Lords of St. Thomas by Jackson Ellis

Lords of St. Thomas by Jackson Ellis

Author:Jackson Ellis
Language: eng
Format: epub
Publisher: Scissor Press


Chapter 15

My eyes popped open wide, and a chill ran down my spine. Had I dreamed that deep, booming roll of thunder?

No. A second clap echoing the first confirmed that it was real.

The wide brim of my hat and the big book fanned out across my torso had kept most of my upper body dry, but I quickly realized that my jeans were cold, wet, and sticking to my legs. I strained to sit up, my body stiff and sore, and tried to determine where I was. Then it came to me: we were in the boat, on the river, miles from home.

A light mist had glazed the boat and everything in it, but the thunderheads were growling, promising an imminent, fierce downpour, the kind that gives desert dwellers nightmares of flash floods and mudslides. A tenebrous shade of purple that deepened to navy in the east colored the evening sky, and I estimated that there was less than an hour to complete and total darkness. I must have slept for three, four hours. Maybe more.
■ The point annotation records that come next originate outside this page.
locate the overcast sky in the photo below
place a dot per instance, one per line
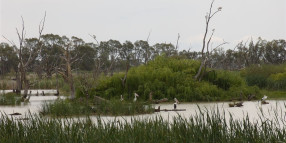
(133, 19)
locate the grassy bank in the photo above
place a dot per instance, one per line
(203, 127)
(80, 108)
(10, 99)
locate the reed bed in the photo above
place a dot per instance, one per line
(210, 126)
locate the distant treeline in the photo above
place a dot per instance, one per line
(112, 56)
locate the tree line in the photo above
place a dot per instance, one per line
(112, 56)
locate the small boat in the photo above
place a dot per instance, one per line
(231, 104)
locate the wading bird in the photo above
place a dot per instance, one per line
(135, 97)
(121, 98)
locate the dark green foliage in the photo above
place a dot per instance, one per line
(10, 99)
(205, 127)
(169, 78)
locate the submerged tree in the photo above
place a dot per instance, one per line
(205, 56)
(26, 52)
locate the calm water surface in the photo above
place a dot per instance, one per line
(253, 109)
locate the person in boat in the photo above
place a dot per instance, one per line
(263, 100)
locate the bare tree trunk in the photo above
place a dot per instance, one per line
(208, 17)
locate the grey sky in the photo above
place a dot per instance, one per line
(133, 19)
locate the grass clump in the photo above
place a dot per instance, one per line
(209, 126)
(10, 99)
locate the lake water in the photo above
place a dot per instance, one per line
(253, 109)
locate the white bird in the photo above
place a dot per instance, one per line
(175, 105)
(176, 100)
(121, 98)
(264, 98)
(135, 97)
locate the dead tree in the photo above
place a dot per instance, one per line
(204, 59)
(21, 77)
(65, 70)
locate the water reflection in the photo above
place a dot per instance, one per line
(254, 109)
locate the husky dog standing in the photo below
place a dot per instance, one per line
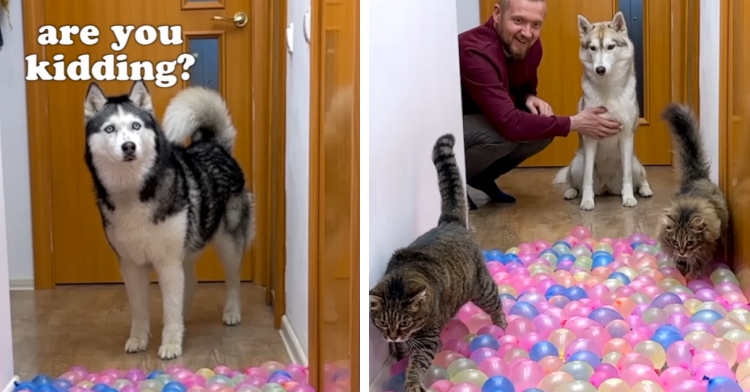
(607, 165)
(162, 202)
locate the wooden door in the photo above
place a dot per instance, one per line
(560, 72)
(70, 246)
(334, 196)
(735, 106)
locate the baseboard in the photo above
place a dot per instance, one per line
(293, 347)
(21, 284)
(11, 384)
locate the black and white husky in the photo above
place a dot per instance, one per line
(162, 200)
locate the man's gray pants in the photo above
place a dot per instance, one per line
(489, 155)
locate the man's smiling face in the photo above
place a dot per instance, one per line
(519, 25)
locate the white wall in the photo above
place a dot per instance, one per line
(467, 14)
(297, 173)
(414, 98)
(15, 147)
(710, 25)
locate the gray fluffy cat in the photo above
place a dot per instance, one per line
(697, 218)
(427, 282)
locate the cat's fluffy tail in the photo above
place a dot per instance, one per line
(683, 124)
(453, 207)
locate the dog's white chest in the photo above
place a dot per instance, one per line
(137, 239)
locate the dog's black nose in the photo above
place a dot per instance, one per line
(128, 148)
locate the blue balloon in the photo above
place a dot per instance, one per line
(154, 374)
(723, 384)
(25, 385)
(555, 289)
(482, 341)
(524, 309)
(176, 386)
(494, 255)
(543, 349)
(509, 258)
(620, 276)
(42, 379)
(576, 293)
(665, 337)
(498, 384)
(602, 259)
(604, 316)
(566, 256)
(585, 356)
(707, 316)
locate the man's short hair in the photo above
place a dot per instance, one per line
(505, 4)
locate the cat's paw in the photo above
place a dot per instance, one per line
(629, 201)
(570, 194)
(587, 204)
(645, 191)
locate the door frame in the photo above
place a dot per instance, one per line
(316, 201)
(265, 155)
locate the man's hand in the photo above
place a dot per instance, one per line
(589, 123)
(537, 106)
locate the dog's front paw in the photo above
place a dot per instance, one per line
(570, 194)
(645, 191)
(170, 350)
(232, 317)
(136, 344)
(629, 201)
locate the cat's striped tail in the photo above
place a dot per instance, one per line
(694, 163)
(453, 208)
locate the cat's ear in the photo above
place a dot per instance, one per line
(697, 224)
(375, 302)
(666, 223)
(417, 300)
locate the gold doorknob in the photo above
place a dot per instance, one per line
(239, 19)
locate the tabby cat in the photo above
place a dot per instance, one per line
(427, 282)
(697, 217)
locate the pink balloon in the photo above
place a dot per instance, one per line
(526, 374)
(442, 385)
(672, 377)
(494, 366)
(713, 369)
(637, 372)
(680, 354)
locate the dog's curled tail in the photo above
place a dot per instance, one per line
(453, 206)
(199, 113)
(694, 163)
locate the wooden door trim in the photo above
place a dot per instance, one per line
(40, 169)
(278, 143)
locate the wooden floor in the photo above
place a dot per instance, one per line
(54, 330)
(540, 211)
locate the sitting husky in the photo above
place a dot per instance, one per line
(608, 80)
(162, 202)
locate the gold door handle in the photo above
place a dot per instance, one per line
(239, 19)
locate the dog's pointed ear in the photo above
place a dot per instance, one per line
(584, 26)
(618, 23)
(93, 102)
(140, 96)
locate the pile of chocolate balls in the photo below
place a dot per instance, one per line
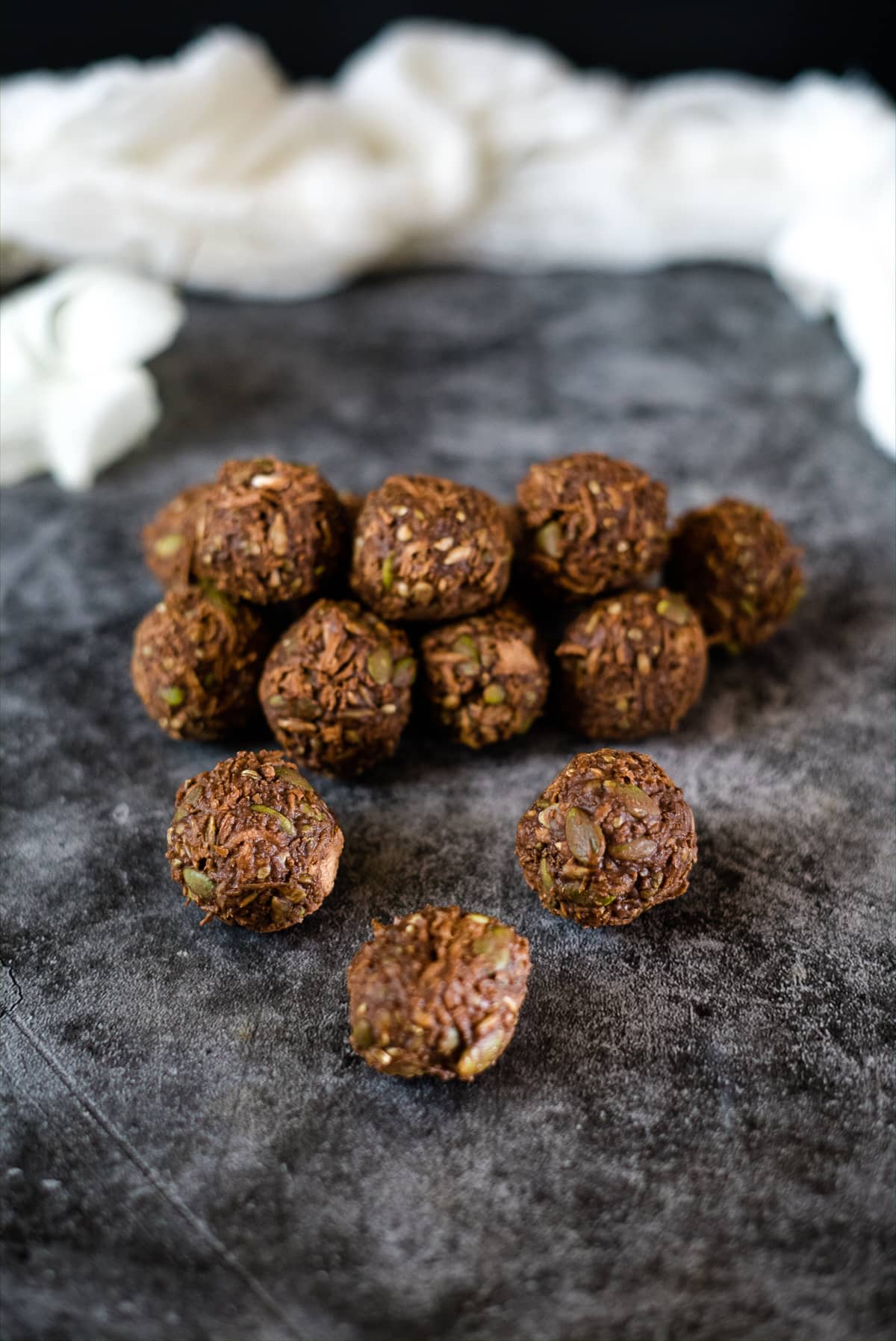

Slowly, I crawled up onto my seat. Then I looked across the boat at Grandpa. He lay motionless, sprawled out with his hat over his face, neck crooked in a painful-looking position as his head slumped against the engine. His arms flailed out and his legs rested up on the bench seat. The fishing rod crossed over his chest like a sash, and water had begun to pool around his body, soaking his flannel shirt and jeans.

For the second time in barely two minutes, gooseflesh crawled up my back. How could he be sleeping through this? Maybe my eyes were playing tricks on me in the twilight, but I could not make out the rise and fall of his chest. I held my own breath, shaking, fearing the worst.

"G-grandpa?" I said, barely audible over the clatter of rain.

"What? What? I'm awake!" he shouted, jolting up and nearly capsizing the boat as he threw his weight around. "Holy hell, what is going on? I'm sopping! Henry, why were you letting me sleep through this?" He scrambled back into his seat, the heels of his boots slipping on the wet aluminum.

"I was sleeping too!" I yelled back, angry that I was being blamed for our situation, but also relieved that he wasn't dead. "I just woke up a second ago, and then I woke you up!"

But he wasn't listening. Grandpa yanked on the engine cord once, twice, three times, and it finally started up, eliciting a huge sigh of relief from the both of us. I pulled up the anchor from the dark waters and we spun around, aiming downstream toward home.

Just then, far up in the troposphere but directly overhead, a forked bolt of lightning arced sidelong across the sky, illuminating the river and mountains in white light. I turned to look back at my grandfather, and the taut expression of fear on his face did little to console me.

"I can think of a few places I'd rather be right now," I shouted.